2coolers, I've been searching for a way to pick up a 250lb generator and put it into my truck bed on a regular basis that doesn't involve a trip to the ER. I've noticed bolt down cranes in the bed as well as some slick hitch mounted cranes (non permanent). I've also seen some small winch driven lift gates. has anybody used these? I'm looking to spend my money once with no regrets. might be loading/unloading daily.

appreciate the help


----------



## sharkchum (Feb 10, 2012)

I have a hitch mounted game lift made to load deer and hogs. It works great loading my big generator by myself. 

Sent from my SM-G900V using Tapatalk


----------



## Whitebassfisher (May 4, 2007)

Ramps may be a cheap alternative. I have successfully used ramps to push or pull heavy loads into a pickup.


----------



## DSL_PWR (Jul 22, 2009)

this..

 Receiver Hitch Crane


----------



## DEXTER (Jun 28, 2005)

For daily use as you mentioned I would be strongly in favor of a lift tailgate.


----------



## nicklas1976 (Apr 23, 2013)

http://www.amazon.com/Sportsman-EHO...&ie=UTF8&qid=1462896886&sr=1-1&keywords=hoist


----------



## Crowhater (Jul 21, 2014)

Find some strong youngster and tell all of them to check out your generator. Once they all are gathered around bet your wife fifty dollars that there is no way they could ever get that generator into the back of your truck. Once its loaded pay your wife the fifty and tell the youngster I guess you were wrong. They did all the work and all you did was swap 50 from you to your wife. Cowboy logic 101


----------



## housewolf (Nov 24, 2014)

I use my engine hoist. Just lift it up and drive under it. I usually leave the generator in the back of the truck so I don't have to unload it until I'm back home.


----------



## Main Frame 8 (Mar 16, 2007)

If you are loading and unloading everyday, I'd look into something like this:






$400 or so.


----------



## sotol buster (Oct 7, 2007)

I built a heavy duty talbe it would fit on. I put casters on it .it's the exact height of my tailgate. Roll it to the truck and slide it in.
Also has formica on top.
I originally built it to move a small safe from one counter top yo another. It just happened to be the right height.
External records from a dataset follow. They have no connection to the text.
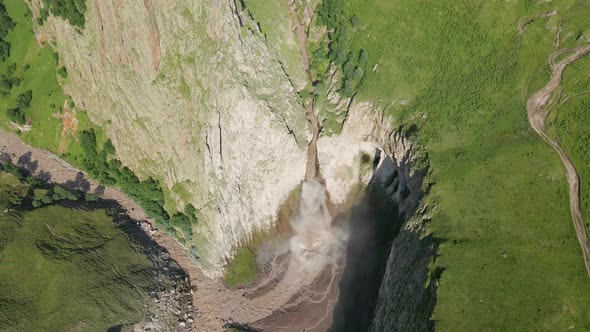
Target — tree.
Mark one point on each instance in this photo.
(16, 115)
(24, 99)
(63, 72)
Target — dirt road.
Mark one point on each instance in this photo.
(537, 113)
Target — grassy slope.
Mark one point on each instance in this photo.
(42, 80)
(274, 18)
(62, 266)
(509, 249)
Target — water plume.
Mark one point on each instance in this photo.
(316, 242)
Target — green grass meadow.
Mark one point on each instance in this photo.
(462, 72)
(41, 78)
(66, 269)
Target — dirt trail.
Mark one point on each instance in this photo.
(312, 167)
(537, 113)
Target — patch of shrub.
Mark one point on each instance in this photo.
(148, 193)
(70, 10)
(16, 115)
(6, 24)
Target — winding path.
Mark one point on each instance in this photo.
(537, 113)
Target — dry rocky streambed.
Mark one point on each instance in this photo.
(307, 279)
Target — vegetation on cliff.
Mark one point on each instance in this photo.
(71, 10)
(101, 164)
(64, 268)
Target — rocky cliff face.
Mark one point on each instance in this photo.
(190, 94)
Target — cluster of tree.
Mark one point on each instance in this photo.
(6, 24)
(63, 72)
(102, 166)
(56, 194)
(38, 194)
(70, 10)
(8, 80)
(339, 50)
(17, 114)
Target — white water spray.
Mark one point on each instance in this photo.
(316, 243)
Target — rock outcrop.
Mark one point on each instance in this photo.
(190, 94)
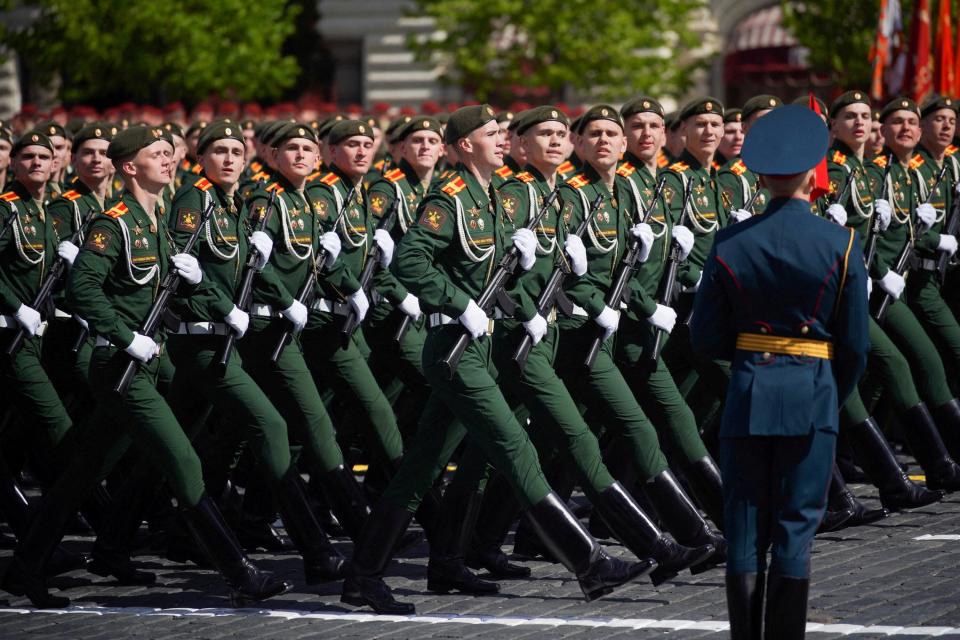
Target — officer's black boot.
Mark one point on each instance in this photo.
(364, 585)
(321, 562)
(446, 570)
(878, 461)
(247, 582)
(745, 606)
(569, 542)
(840, 497)
(683, 520)
(785, 617)
(637, 532)
(703, 479)
(921, 434)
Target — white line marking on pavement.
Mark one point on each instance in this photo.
(513, 621)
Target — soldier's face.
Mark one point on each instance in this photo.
(353, 155)
(223, 161)
(545, 145)
(646, 135)
(422, 149)
(852, 125)
(90, 160)
(602, 142)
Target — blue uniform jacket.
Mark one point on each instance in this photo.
(773, 275)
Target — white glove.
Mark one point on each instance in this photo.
(411, 306)
(893, 283)
(663, 318)
(948, 244)
(883, 209)
(526, 243)
(297, 314)
(385, 242)
(359, 303)
(645, 234)
(238, 320)
(609, 320)
(142, 348)
(838, 214)
(68, 251)
(577, 253)
(29, 319)
(684, 239)
(331, 244)
(474, 320)
(188, 268)
(264, 246)
(927, 214)
(536, 327)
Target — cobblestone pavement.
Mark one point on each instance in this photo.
(873, 581)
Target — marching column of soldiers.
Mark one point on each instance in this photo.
(205, 329)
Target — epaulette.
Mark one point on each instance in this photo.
(203, 184)
(116, 211)
(454, 187)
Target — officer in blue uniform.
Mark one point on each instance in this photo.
(784, 297)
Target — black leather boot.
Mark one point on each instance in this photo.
(321, 562)
(446, 570)
(568, 541)
(921, 434)
(247, 582)
(745, 605)
(364, 585)
(878, 461)
(682, 519)
(638, 533)
(786, 613)
(840, 497)
(703, 479)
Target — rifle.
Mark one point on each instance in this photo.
(308, 291)
(906, 254)
(366, 276)
(245, 294)
(168, 287)
(493, 292)
(50, 283)
(552, 288)
(625, 269)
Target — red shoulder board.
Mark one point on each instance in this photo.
(117, 211)
(578, 181)
(454, 187)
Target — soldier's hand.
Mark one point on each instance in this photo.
(526, 243)
(474, 320)
(238, 320)
(664, 318)
(297, 314)
(536, 328)
(29, 319)
(385, 242)
(188, 267)
(883, 209)
(577, 253)
(411, 306)
(893, 283)
(264, 247)
(684, 239)
(143, 348)
(609, 320)
(838, 214)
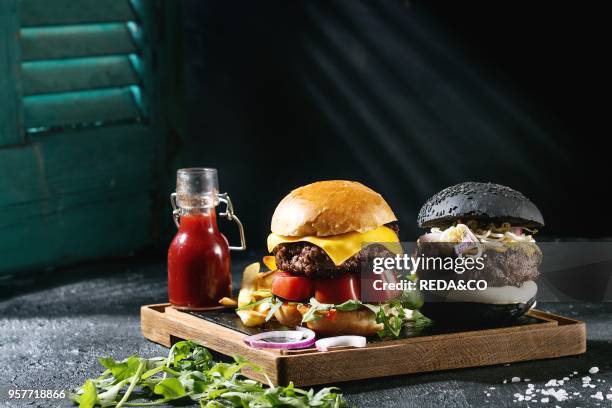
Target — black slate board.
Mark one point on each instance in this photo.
(228, 318)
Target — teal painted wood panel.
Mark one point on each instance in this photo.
(82, 108)
(78, 74)
(10, 98)
(75, 235)
(76, 195)
(44, 12)
(43, 43)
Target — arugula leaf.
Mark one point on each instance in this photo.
(190, 372)
(89, 397)
(253, 304)
(121, 370)
(170, 388)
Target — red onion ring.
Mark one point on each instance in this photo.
(301, 337)
(338, 341)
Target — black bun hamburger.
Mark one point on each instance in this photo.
(498, 224)
(318, 236)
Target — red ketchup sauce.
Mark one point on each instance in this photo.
(198, 263)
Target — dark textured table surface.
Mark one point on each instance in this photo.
(51, 334)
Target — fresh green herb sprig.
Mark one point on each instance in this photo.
(392, 314)
(189, 373)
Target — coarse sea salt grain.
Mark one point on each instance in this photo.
(560, 395)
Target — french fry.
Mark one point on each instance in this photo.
(249, 282)
(251, 318)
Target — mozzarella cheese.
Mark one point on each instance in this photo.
(342, 247)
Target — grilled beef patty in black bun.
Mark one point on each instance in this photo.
(496, 224)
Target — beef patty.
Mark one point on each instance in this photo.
(306, 259)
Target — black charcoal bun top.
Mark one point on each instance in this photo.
(486, 202)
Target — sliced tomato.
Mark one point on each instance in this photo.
(338, 290)
(290, 287)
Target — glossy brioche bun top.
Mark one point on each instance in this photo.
(330, 207)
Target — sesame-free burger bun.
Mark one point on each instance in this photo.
(330, 207)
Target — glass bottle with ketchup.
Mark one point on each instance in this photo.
(199, 273)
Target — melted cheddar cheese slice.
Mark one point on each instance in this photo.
(342, 247)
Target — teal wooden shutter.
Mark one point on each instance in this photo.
(78, 170)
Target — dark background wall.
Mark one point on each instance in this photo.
(406, 97)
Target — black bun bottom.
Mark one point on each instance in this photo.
(472, 313)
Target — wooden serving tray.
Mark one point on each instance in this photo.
(537, 335)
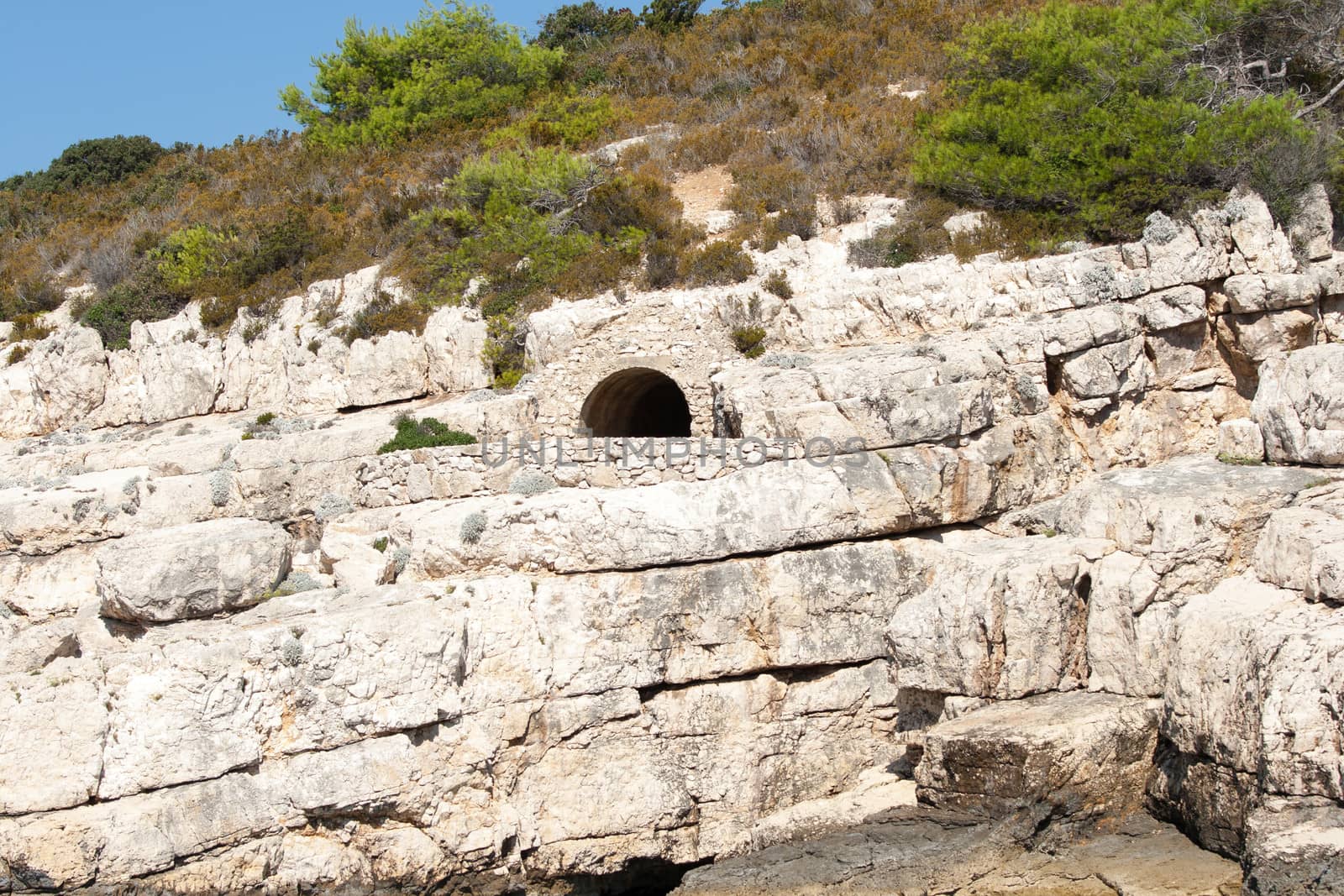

Sent from my SAMSUNG-SGH-I747 using Tapatalk


----------



## sotol buster (Oct 7, 2007)

Sent from my SAMSUNG-SGH-I747 using Tapatalk


----------



## anithadixon (Oct 1, 2019)

I think Ramps can be a cheap alternative to place your generator. I usually use them to take my WEN Generator whenever I need to carry it outside.


----------



## StinkBait (May 31, 2004)

anithadixon said:


> I think Ramps can be a cheap alternative to place your generator. I usually use them to take my WEN Generator whenever I need to carry it outside.


This thread is over 3 years hold, I am sure he has it figured out by now.


----------